Justin Smith, owner of the luxury travel-planning company the Evolved Traveler, acknowledges Bali has been known for decades as a “bohemian destination” where foreigners were welcome to behave and dress as they like. He believes it’s often lost on visitors that Bali has expectations for respect and modest dress.
“It was acceptable to a point, but it has now gone too far,” Smith said. “There’s an absolute lack of respect for the destination and for Bali to be pushed to that extent, that means this bad behavior is pretty extensive.”
Calling out illegal workers on Instagram
Bintaranny thinks shocking behavior is becoming more frequent because of social media. People seem to be pushing boundaries for internet fame, seeing sacred sites as “sexy for their Instagram,” she said. “And for them, it is probably not a big thing, but for Balinese … it’s just an insult.”
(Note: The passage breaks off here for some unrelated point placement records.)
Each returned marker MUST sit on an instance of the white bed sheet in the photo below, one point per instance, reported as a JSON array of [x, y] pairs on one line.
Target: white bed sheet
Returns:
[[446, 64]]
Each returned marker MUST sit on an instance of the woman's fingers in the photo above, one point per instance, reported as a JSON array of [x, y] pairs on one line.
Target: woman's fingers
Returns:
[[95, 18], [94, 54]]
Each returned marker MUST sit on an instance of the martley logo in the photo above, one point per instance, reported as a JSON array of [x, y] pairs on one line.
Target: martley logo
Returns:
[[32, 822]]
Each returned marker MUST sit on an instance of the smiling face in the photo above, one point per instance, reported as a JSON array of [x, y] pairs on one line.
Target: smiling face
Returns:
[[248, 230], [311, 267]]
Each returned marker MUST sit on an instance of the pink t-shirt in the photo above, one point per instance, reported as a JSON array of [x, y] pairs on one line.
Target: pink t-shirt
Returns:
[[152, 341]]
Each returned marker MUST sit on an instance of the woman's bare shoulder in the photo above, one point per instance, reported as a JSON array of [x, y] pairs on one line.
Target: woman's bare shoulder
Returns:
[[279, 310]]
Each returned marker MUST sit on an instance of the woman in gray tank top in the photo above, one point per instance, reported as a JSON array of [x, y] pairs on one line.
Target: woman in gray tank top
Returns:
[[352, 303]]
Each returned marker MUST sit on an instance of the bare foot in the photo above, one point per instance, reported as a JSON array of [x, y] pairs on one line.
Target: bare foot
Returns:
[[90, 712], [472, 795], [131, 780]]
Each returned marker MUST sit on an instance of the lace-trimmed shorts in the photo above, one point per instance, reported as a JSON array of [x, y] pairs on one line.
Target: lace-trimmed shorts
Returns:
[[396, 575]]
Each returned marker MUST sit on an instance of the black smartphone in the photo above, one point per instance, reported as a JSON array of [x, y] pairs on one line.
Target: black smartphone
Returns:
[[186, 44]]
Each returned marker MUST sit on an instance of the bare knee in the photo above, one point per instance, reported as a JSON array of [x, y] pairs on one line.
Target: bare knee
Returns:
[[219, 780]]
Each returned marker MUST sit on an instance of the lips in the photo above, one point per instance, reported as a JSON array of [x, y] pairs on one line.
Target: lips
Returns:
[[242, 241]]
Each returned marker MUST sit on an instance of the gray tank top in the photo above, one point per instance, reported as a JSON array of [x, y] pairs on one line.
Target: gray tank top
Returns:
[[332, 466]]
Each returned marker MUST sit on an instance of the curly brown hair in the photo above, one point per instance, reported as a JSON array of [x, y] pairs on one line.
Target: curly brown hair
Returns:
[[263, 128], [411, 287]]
While social media may amplify each example of misbehavior, Shekhawat believes the majority of visitors aren’t disruptive. Febria Diah Retnoningsih, a counselor of social, cultural and information affairs at the Indonesian Embassy in Washington, agreed that the “bad behavior is just one drop in the ocean.”
But the government doesn’t endorse visa abuse or dangerous driving. “It’s the same as other countries,” Shekhawat said. “You cannot work without a work visa, and there are strict regulations to operate a vehicle.”
“Can you imagine taking jobs from locals? Nannies?” Fatmawati, an Indonesian personal assistant and freelance photographer
Pemayun says it’s important to curb bad behavior, even though the number of offenders is small, to avoid having the issue “spread to other tourists” and “damage the image of Bali tourism in the world.”
Bali has a program to welcome remote workers, but the so-called “second-home visa” comes with a number of requirements, including proof of the equivalent of nearly $129,000 in savings. The current frustration isn’t directed at such residents, but foreign workers competing with locals for jobs. There are various Instagram accounts that document examples; the one that Fatmawati says creates the biggest stir among locals anonymously reposts content from foreigners advertising their services, presumably without the proper visa.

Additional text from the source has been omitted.